Almost one of five adults in America — just under 50 million people — are currently living with a mental illness. People with mental health conditions are at significantly higher risk for other health problems and complications, including substance use. Annual U.S. mental health spending is more than $200 billion.
A decade after passage, there is ample evidence the Affordable Care Act (ACA) significantly increased insurance coverage in the United States and enhanced access to affordable health services, including mental health. Before the law, mental health care could be particularly inaccessible for patients in individual or small-group health plans, as well as for the uninsured.
Through a combination of coverage expansions and access provisions, the ACA addressed many, but not all, of these barriers. We conducted a literature review to examine the effects of the ACA on mental health care and highlight future research and policy priorities.
There were more than 48 million uninsured people when the ACA passed; people with mental illness are more likely to have low incomes and to be uninsured. Leading up to the ACA, the Mental Health Parity Act of 1996 and the Mental Health Parity and Addiction Equity Act of 2008 (MHPAEA) required all large-group employer insurance plans to cover mental health services at the same level as medical and surgical services, if they offered them. This is known as “parity,” and means that there cannot be greater cost-sharing or other limitations for mental health services.

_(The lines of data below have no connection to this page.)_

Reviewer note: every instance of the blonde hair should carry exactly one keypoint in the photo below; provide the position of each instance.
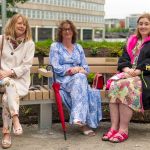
(60, 28)
(10, 27)
(145, 15)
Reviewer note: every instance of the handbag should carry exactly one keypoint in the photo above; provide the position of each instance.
(98, 81)
(2, 89)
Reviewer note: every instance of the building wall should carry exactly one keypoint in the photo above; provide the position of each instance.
(86, 14)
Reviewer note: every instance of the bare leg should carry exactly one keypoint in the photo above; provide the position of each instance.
(87, 131)
(114, 115)
(125, 117)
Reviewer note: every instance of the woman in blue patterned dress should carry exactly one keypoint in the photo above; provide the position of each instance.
(70, 67)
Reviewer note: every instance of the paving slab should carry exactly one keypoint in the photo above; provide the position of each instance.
(33, 139)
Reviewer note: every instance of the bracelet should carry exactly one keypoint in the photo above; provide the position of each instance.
(12, 73)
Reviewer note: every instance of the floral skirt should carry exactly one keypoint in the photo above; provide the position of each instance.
(127, 91)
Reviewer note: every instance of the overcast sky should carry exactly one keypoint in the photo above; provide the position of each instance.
(122, 8)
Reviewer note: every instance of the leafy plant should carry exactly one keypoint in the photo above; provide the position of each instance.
(94, 51)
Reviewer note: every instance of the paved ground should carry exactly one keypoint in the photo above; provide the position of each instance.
(32, 139)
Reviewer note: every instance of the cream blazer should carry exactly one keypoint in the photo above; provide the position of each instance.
(20, 62)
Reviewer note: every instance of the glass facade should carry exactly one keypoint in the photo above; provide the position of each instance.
(53, 15)
(44, 16)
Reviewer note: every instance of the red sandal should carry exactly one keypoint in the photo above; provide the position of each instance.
(119, 137)
(109, 134)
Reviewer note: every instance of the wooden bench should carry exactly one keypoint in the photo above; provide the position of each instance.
(104, 65)
(97, 64)
(39, 95)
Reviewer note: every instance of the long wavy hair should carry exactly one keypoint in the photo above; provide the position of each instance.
(145, 15)
(10, 27)
(73, 28)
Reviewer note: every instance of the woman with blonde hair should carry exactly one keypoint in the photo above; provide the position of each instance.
(16, 59)
(130, 88)
(70, 67)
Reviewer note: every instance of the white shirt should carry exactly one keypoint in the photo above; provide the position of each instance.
(20, 62)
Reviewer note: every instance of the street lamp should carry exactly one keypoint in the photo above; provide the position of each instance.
(3, 12)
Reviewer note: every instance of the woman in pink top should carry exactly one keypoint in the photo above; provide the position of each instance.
(129, 89)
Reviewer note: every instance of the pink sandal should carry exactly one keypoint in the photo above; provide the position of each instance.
(119, 137)
(109, 134)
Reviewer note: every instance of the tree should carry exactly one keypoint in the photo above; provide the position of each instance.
(11, 4)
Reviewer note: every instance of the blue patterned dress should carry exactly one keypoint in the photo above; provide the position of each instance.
(83, 103)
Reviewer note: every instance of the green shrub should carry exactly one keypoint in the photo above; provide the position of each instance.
(93, 48)
(42, 47)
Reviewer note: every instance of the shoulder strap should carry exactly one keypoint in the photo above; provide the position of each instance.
(1, 49)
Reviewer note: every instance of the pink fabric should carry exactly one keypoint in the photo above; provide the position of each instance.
(117, 76)
(131, 44)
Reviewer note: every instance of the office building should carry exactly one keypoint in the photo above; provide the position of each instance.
(45, 15)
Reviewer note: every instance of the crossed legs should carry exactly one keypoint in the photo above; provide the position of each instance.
(10, 112)
(120, 117)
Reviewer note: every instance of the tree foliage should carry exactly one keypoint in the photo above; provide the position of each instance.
(10, 4)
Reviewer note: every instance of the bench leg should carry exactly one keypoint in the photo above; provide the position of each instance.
(45, 117)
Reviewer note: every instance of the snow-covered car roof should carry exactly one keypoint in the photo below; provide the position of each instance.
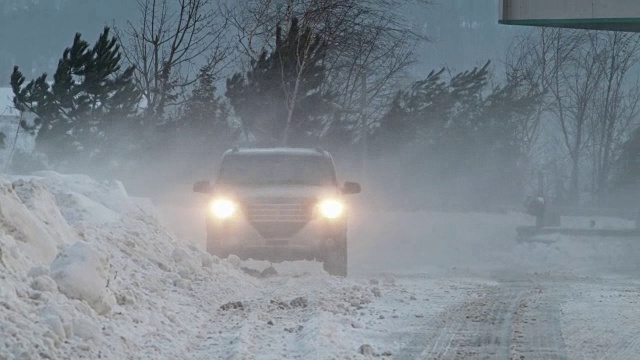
(277, 151)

However, those parity laws did not apply to individual and small-group plans and underwriting protections through HIPAA were insufficient, as were state laws. Depending on the type of plan, insurers in those two markets could screen patients for mental health history and use that information to deny coverage, exclude and cap mental health services, increase premiums and cost-sharing, and restrict access to drugs.
The ACA addressed these problems by pairing coverage expansions with access to mental health care. Efforts to expand coverage, including allowing young people to stay on parents’ plans until age 26 and expanding the Medicaid program, led to a drop in the number of uninsured to 30.4 million by 2018.
The ACA also guaranteed access to mental health services within individual, small-group (fully insured), and Medicaid expansion plans by mandating that they cover 10 essential health benefits, including mental health and prescription drugs. It applied the MHPAEA parity requirements to these plans, and required all plans (including large-group) to cover preventive services like mental health screenings at no cost. Individual and small-group plans also must meet provider network adequacy standards.
Finally, the ACA ended annual and lifetime benefit caps and eliminated medical underwriting in the individual and small-group markets. Plans can no longer deny coverage or impose cost barriers because of preexisting mental health conditions.
Through a survey of the literature, we investigated the impact of these reforms:
The Affordable Care Act has improved access to mental health care in just 10 years, but remaining gaps require further attention. We must focus future research on: disparities in the mental health care of racial and ethnic minorities; the significant mental health care burden of justice-involved populations and the lack of increased treatment; and suicide rates, which have continued to climb.
Moreover, coverage gains have stalled. The Trump administration has loosened restrictions on non-ACA-compliant plans that could deny mental health care, and supports overturning the ACA, which would put millions of people with preexisting mental health conditions at risk.
While the ACA mandated mental health coverage for individual and small-group plans, large-group plans are still not subject to that requirement and coverage parity enforcement varies by state. Studies and reports also have flagged mental health network adequacy issues; 113 million people currently live in areas with a shortage of mental health providers.
Moving forward, state and federal policymakers have tools available to protect and build on this progress. These range from expanding Medicaid in the remaining 14 states, or otherwise filling the Medicaid coverage gap, to extending mandatory essential health benefits to the large-group employer market and eliminating non-ACA-compliant plans.